В булочную вошел и сразу видно приезжий: в шляпе и пальто на руке.

«Нет ли чего без тикеток?»

Тоненькая шейка, как мне на сухарики, подняла глаза беспредметно и тоненько улыбнулась с ямочками:

– Нет.

«Голоден, сказал он, есть хочу».

Тоненькая шейка вдруг выросла – в ее глазах стоял инспектор с ловушкой: «есть хочу», – и переложила на полку повыше длинный, как колбаса, «сосисон»2, – «не поддамся!»

Кто-то еще вошел, но не с голодными руками.

«Есть хочу!» мысленно повторяя, думал я о голодном, и оттого, что видит хлеб, больше хочется. И я представил себе, как ходил он по булочным без тикеток, видит хлеб, а не укусишь. А я только что отдал на четыреста грамм, вот и расписка.

Не пряча расписку, я обернулся. Но его уж не было. И я вышел.

Он идет легко и ходко, пальто на руке, – «есть хочется!» Смотрю вслед. Вот он подходит к аптеке, через три дома от Шейки, я еще могу его догнать. А вот и затерли – с тикетами, но без пальто и без шляпы утро.

* * *

«Как же это так, вовремя я не отдал ему мою расписку – четыреста грамм или самому получу и передам. И дома, только горбушку отрезал – черный хлеб… хватит!»

Вернулся я домой и прямо на кухню.
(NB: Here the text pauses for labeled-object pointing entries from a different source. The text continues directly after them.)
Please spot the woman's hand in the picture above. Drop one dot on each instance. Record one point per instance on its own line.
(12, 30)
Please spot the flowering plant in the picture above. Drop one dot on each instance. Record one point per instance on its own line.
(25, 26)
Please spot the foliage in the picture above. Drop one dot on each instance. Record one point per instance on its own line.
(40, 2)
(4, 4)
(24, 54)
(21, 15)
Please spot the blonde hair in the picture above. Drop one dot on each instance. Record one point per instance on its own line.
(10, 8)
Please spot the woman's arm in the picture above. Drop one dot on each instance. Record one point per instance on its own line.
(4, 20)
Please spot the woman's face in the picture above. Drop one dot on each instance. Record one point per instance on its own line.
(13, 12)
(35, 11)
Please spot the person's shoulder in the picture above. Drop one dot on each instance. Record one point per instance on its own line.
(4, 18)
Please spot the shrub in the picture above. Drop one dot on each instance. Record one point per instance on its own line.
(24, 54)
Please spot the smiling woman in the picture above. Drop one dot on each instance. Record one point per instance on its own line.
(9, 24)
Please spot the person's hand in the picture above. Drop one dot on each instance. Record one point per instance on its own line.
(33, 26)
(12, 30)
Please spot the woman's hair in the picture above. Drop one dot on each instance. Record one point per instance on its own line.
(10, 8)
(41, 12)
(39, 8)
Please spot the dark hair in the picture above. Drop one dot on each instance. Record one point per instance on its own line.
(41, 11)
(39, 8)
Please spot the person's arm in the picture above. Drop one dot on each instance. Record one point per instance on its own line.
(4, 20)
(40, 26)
И сразу в глаза мне: на столе в сухарнице черный хлеб без горбушки.

«Далеко ему никуда не уйти – самое дальнее до “Птиц”, где сворачивать к Струве на Эрланже. Я узнаю его».

С хлебом я вышел на улицу и раздумываю, что скажу или как окликну.

И вдруг – да, это он, на руке пальто! Я остановился.

Я представлял себе, как буду его искать и вдруг лицом к лицу. Да, это он: «есть хочу».

Он прошел мимо меня и легко и ходко уходил по Буало – прошел Школу, сейчас перейдет Молитор и дальше.

«К русскому ресторану, думал я, еще рано, заперт. Достучится».

И с хлебом я вернулся на кухню. У меня было такое чувство, будто голодному я отдал этот хлеб, а сверх хлеба – русский ресторан, горячий борщ.